İki ve sıfırlardan mürettep bir senenin mart ayında bedenimin tohumları atılmıştı. Annem düşkün bir kadındı. Böyle soğuk bir gecede korunduğu sıcak battaniyenin altından onu çıkaran gücün nefsî bir durum olduğunun farkındayım. Gecenin bir yarısı sokaklarda gezinmesi de benim vücuda gelmeme sebep olmuştu. Annemin gebelik dönemiyle değişen vücudunu fark edene kadar varlığımdan habersiz olduğunu söyleyebilirim. Aslında birkaç kardeşim daha olacaktı ama hayatta kalma içgüdüm onlara zarar verdiğinden doğan tek bebek bendim. En azından canlı olarak… Annem kimsesizdi.

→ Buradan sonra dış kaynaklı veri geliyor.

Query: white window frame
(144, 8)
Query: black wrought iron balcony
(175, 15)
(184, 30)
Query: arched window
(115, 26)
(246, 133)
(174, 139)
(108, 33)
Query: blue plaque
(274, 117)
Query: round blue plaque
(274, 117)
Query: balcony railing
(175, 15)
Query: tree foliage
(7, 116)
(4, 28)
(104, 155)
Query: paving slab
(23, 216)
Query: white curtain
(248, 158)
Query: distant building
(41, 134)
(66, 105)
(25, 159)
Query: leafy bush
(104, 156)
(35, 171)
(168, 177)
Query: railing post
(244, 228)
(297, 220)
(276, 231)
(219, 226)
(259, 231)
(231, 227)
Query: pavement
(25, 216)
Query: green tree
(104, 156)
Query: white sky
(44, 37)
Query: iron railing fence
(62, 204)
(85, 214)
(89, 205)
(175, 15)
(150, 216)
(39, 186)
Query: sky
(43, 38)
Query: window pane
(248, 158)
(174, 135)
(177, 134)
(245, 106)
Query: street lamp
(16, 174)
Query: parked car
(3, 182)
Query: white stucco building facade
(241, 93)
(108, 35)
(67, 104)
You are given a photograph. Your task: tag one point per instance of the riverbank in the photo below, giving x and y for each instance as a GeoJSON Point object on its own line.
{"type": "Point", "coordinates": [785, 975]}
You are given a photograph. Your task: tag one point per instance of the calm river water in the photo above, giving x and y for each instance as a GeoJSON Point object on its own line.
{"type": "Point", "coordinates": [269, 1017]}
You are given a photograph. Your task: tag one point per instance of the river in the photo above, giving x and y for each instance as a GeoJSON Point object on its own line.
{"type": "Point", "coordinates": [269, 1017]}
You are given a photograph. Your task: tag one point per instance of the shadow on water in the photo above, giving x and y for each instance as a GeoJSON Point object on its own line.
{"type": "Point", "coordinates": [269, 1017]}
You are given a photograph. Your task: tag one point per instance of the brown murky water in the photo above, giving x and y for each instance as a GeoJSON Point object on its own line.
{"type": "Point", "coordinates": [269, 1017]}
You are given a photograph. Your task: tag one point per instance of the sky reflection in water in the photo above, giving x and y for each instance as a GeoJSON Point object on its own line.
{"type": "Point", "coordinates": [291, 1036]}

Doğum anında tek gayesi acıdan kurtulmak olan bu kadının doğumdan sonra beni korumak için tüm varlığını ortaya koyduğu söylenebilir. En azından bir süre… Tek başına bir minderin üzerinde yapılan bu doğum annemi yıpratsa da doğumun onu daha güçlü hale getirdiği aşikârdı. Annemin beni kimden peyda ettiğini bilmiyorum. Beni tek başıma kalabilecek duruma getirdikten sonra beni bu hayatta tek başıma bıraktı. Zihinlerinizde annemin Jean- Baptiste’nin annesi gibi tasavvur edildiğini bilmekle birlikte benzer yanlarının bulunmadığını söylemem gerek. Annem, bize zarar vermek isteyen tüm düşmanlarla tek başına savaşan ulu bir sultandı. Onu göz ve saçlarının renginden ötürü bir dükkânda bazı kesitlerine denk geldiğim Muhteşem Yüzyıl’ın Hürrem’ine benzetirim. Annemin düşkün olmasından dolayı şatafatsız göründüğü düşünülmesin. Salına salına yürümesiyle gören herkesin dikkatini çekerdi. Herkesin ona dokunmak isteğine eminim. Birebir annemin kopyası olduğum söylenemez ama ondan aldığım bir şeyler var. Açık renk tenimde var olan sarı tüylere ayva tüyü demek yerinde olmasa da annemin teniyle benzerlik taşırdı.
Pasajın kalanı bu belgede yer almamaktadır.